Question

If the work done in blowing a soap bubble of volume $V$ is $W$ , then the work done in blowing is soap bubble of volume $2V$ is:
(A) $4W$
(B) $8W$
(C) ${2^{1/3}}W$
(D) ${4^{1/3}}W$

Answer 1

Hint
The work done is given as the product of surface tension and change in surface area. Among those two, the surface tension is fixed because the liquid is the same. But as the volume doubles, the surface area also changes. So, by getting the relationship between surface area and volume, we can find the new work done.
Formula used: Work done, $W = T \times \Delta A$ where $T$ is the surface tension and $\Delta A$ is the change in surface area.
Surface area of the soap bubble, $A = 4\pi {r^2}$ where $r$ is the radius of the soap bubble.
Volume of the soap bubble, $V = \dfrac{4}{3}\pi {r^3}$ .

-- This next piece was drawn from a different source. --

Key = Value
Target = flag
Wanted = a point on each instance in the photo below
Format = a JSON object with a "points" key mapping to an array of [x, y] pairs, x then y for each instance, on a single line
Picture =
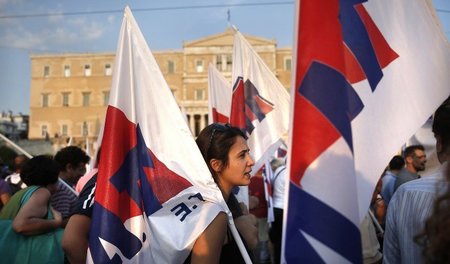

Complete step by step answer
Since, it is given that the volume of the bubble doubles, we should be able to find the relation between the surface area and the volume of the soap bubble. Therefore, we can write:
$\Rightarrow A \propto {r^2}$ and
$\Rightarrow V \propto {r^3}$ because the area and volume depends only on the radius of the soap bubble.
Therefore, we can also write that:
$\Rightarrow r \propto {V^{1/3}}$ and since $W \propto \Delta A \propto {r^2}$ , we can elucidate that:
$\Rightarrow W \propto {V^{2/3}}$ .
Let us assume that the work done in blowing a soap bubble of volume $V$ be ${W_1}$ and that of volume $2V$ be ${W_2}$ , then the ratio:
$\Rightarrow \dfrac{{{W_1}}}{{{W_2}}} = \dfrac{{\Delta {A_1}}}{{\Delta {A_2}}}$ where $\Delta {A_1}$ and $\Delta {A_{_2}}$ are the change in area during the blowing of soap bubbles of volumes $V$ and $2V$ respectively. Hence, we can write the ratio again as:
$\Rightarrow \dfrac{{{W_1}}}{{{W_2}}} = {\left( {\dfrac{V}{{2V}}} \right)^{2/3}} = \dfrac{1}{{{2^{2/3}}}}$
Therefore, the work done to blow the soap bubble of $2V$ volume is:
$\Rightarrow {W_2} = {2^{2/3}}{W_1}$
Hence, the correct answer is option (C).

Note
In this case, only the radius of the soap bubble is dependent on the work done. In a general case, the work done to blow the soap bubble depends also on the surface tension. But here, since the liquid is the same, we have to consider only the relationship between radius and the volume.